Artikel-Nr.: DE20190225-Art.04-2019

Das Versagen der EU in der Venezuela-Krise

In treuer Gefolgschaft

Vorab im Web - Anfang Februar haben 19 EU-Staaten Juan Guaidó als Interimspräsidenten Venezuelas anerkannt. Diese Anerkennung erfolgte, nachdem mehrere EU-Staaten, darunter Deutschland, Ende Januar Nicolás Maduro in einem Ultimatum aufgefordert haben, innerhalb von acht Tagen neue Präsidentschaftswahlen auszurufen, was Maduro, wie zu erwarten, ablehnte. Diese EU-Staaten folgten somit dem Beispiel Donald Trumps und seinem Hauptargument, Maduro sei ein illegitimer Präsident, ein Diktator. Sie sollten lieber Mexiko und Uruguay folgen, schreibt Jean Feyder.

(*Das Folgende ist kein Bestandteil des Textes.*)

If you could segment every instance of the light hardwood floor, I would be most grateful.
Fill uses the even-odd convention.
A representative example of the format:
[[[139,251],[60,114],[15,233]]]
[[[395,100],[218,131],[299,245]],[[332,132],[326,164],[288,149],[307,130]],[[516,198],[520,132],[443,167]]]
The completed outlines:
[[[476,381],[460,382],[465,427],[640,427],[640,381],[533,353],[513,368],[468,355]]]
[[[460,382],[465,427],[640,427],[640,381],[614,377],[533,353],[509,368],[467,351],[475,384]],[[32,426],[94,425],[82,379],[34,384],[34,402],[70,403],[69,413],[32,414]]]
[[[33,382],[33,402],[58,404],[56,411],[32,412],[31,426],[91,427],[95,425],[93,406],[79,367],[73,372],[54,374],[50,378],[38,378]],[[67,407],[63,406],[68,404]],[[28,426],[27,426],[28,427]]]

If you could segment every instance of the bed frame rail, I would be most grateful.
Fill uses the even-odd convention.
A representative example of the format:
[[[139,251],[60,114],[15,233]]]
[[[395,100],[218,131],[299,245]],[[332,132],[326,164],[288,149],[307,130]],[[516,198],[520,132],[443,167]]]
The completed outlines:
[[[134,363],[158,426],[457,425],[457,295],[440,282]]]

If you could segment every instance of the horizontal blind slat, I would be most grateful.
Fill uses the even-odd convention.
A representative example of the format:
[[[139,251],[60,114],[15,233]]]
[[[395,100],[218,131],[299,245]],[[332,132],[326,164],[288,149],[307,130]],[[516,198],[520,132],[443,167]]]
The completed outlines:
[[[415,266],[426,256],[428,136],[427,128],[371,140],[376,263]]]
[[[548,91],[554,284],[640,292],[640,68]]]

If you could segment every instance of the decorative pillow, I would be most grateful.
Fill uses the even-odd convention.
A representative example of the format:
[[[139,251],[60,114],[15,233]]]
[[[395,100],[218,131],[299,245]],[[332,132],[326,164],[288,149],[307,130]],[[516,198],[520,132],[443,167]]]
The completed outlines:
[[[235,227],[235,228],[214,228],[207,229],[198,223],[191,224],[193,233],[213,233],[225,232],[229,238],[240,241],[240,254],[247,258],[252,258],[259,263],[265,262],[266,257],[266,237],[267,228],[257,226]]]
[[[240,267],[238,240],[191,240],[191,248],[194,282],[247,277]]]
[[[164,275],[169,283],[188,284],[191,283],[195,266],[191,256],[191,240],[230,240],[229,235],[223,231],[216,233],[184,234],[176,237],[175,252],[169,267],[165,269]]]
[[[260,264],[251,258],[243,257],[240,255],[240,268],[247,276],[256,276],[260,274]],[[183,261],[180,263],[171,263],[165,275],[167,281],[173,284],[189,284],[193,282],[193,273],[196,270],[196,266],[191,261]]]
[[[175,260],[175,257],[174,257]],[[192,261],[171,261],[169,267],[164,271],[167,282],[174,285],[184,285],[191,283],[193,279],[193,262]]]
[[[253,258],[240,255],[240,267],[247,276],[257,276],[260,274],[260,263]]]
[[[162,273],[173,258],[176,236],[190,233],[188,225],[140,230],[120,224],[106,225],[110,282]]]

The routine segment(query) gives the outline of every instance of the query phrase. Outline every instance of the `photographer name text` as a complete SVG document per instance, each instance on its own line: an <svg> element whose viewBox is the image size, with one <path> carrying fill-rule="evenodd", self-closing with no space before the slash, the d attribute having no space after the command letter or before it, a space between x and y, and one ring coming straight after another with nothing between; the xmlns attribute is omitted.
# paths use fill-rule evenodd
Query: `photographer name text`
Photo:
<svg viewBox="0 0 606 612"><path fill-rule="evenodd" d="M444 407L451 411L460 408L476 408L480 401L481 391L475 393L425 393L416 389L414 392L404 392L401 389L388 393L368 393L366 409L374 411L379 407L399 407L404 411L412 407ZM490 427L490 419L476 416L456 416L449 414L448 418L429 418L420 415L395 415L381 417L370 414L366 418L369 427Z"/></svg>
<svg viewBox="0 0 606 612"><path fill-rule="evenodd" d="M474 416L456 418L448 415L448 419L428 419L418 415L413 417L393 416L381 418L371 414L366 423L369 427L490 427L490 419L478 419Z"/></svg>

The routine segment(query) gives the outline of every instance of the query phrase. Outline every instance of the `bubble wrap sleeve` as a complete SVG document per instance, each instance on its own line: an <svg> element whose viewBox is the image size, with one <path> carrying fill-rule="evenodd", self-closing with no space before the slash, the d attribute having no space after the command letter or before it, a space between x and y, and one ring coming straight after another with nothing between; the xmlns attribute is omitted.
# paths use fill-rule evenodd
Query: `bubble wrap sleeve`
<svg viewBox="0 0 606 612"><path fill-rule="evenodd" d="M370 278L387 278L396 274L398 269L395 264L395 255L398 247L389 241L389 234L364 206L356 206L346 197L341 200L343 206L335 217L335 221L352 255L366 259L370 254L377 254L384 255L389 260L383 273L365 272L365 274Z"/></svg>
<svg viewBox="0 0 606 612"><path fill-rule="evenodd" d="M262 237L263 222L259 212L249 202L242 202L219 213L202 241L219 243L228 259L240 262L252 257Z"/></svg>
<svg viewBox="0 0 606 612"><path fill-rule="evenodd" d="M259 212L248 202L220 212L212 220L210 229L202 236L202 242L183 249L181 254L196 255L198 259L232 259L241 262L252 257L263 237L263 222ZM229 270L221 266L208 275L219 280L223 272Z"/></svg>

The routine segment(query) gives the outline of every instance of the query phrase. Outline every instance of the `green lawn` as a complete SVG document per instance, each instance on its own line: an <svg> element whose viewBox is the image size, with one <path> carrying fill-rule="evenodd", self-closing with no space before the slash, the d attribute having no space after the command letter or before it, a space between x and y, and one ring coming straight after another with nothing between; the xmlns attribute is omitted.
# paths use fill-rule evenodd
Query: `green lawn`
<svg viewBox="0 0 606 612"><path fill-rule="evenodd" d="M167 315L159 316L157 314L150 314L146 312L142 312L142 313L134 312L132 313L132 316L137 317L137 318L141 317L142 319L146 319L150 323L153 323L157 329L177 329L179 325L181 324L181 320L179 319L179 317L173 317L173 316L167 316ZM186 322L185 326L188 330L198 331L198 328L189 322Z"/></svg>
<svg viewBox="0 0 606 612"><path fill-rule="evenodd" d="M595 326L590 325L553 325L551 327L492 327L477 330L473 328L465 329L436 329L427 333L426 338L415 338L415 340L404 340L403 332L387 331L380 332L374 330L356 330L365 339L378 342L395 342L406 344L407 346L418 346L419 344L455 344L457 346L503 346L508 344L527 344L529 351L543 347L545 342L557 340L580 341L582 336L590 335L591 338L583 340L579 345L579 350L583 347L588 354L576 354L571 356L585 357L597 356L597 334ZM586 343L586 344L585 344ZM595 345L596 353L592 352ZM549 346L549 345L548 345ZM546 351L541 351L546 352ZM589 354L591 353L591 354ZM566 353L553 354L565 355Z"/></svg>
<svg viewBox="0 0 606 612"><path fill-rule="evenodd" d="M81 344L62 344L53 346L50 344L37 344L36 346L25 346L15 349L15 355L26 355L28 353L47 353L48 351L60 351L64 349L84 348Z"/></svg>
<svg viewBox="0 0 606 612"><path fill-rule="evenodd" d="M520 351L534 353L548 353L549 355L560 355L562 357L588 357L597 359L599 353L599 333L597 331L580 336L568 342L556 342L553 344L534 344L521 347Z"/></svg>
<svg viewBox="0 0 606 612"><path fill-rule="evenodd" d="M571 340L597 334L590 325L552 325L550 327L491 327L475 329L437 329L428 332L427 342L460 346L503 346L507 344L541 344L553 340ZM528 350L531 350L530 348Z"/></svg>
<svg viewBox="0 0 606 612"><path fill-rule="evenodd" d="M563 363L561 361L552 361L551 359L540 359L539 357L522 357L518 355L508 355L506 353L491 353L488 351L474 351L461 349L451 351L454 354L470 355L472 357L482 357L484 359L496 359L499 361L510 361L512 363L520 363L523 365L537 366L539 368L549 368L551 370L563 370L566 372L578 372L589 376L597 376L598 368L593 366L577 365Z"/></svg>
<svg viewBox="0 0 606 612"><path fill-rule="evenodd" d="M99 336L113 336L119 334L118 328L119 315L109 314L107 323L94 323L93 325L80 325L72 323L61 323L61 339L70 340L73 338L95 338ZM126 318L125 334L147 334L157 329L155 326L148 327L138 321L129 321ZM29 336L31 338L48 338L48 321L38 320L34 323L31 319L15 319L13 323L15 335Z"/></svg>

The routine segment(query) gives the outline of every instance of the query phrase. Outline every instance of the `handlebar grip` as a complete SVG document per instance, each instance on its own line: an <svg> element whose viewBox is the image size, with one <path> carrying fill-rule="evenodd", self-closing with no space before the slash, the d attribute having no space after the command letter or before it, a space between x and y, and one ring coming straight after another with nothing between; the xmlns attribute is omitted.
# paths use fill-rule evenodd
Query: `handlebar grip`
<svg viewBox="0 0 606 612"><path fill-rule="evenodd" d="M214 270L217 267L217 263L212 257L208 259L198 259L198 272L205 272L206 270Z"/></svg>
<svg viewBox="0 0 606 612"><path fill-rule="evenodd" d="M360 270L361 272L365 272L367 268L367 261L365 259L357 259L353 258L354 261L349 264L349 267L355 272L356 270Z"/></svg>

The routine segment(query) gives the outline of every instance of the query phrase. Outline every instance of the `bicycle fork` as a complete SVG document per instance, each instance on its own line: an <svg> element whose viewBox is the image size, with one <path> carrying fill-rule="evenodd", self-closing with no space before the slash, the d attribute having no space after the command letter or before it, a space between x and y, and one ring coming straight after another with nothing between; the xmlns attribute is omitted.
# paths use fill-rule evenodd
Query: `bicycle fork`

Am 31. Januar nahm das Europarlament eine Resolution an, um Juan Guaidó als Interimspräsidenten anzuerkennen. 430 Parlamentarier stimmten für diese Resolution, 104 dagegen und 88 enthielten sich der Stimme. Entspricht dieses Vorgehen der europäischen Staaten und des EU-Parlaments der Rechtstaatlichkeit und den Grundsätzen des Völkerrechtes, die gemäß Artikel 24 des EU-Vertrages zu den Zielen der EU-Außen- und Sicherheitspolitik zählen?

● Interimspräsident ohne rechtliche Grundlage

Juan Guaidó hat sich am 23. Januar selbst zum Übergangspräsidenten ausgerufen. 18 Tage zuvor war er als Abgeordneter der Partei Voluntad Popular („Volkswille“) zum Präsidenten der Nationalversammlung gewählt worden. Guaidó stützt sich auf Artikel 233 der Verfassung, der einen solchen Schritt im Falle eines „absoluten Ausfallens“ des Präsidenten wie bei „geistiger“ oder „körperlicher“ Unfähigkeit vorsieht. Dies war offensichtlich nicht der Fall; wenige Kilometer entfernt wandte sich Maduro vom Balkon des Präsidentenpalastes Miraflores aus an die Menge, die ihn lautstark unterstützte. Die Ausrufung Guaidós als Interimspräsident entbehrt jeder rechtlicher Grundlage.

Seit Tagen stellen westliche Regierungen und Medien die sog. Humanitäre Krise in den Vordergrund. Die USA haben eine humanitäre Hilfe von 20 Mio. Dollar bereitgestellt, fünf europäische Staaten haben eine solche Hilfe von 18 Millionen Dollar angekündigt. Holland will über die Karibikinsel Curacao zu dieser Hilfslieferung beitragen. Am kolumbianischen Grenzort Cucuta warten Lastkraftwagen, um Hilfsgüter nach Venezuela zu bringen. Die Grenzübergänge aber bleiben geschlossen, da Maduro diese Hilfe als Tarnung für eine Militäroperation zurückweist. Guaidó wollte am 23. Februar eine solche Operation von Kolumbien und Brasilien aus nach Venezuela durchführen und die Hilfe von seinen Anhängern verteilen lassen. Die Operation scheiterte, zumal Armeechef Vladimir Padrino bereits seine Loyalität zu Präsident Maduro erneuert und eine Abriegelung der Grenzen angekündigt hatte.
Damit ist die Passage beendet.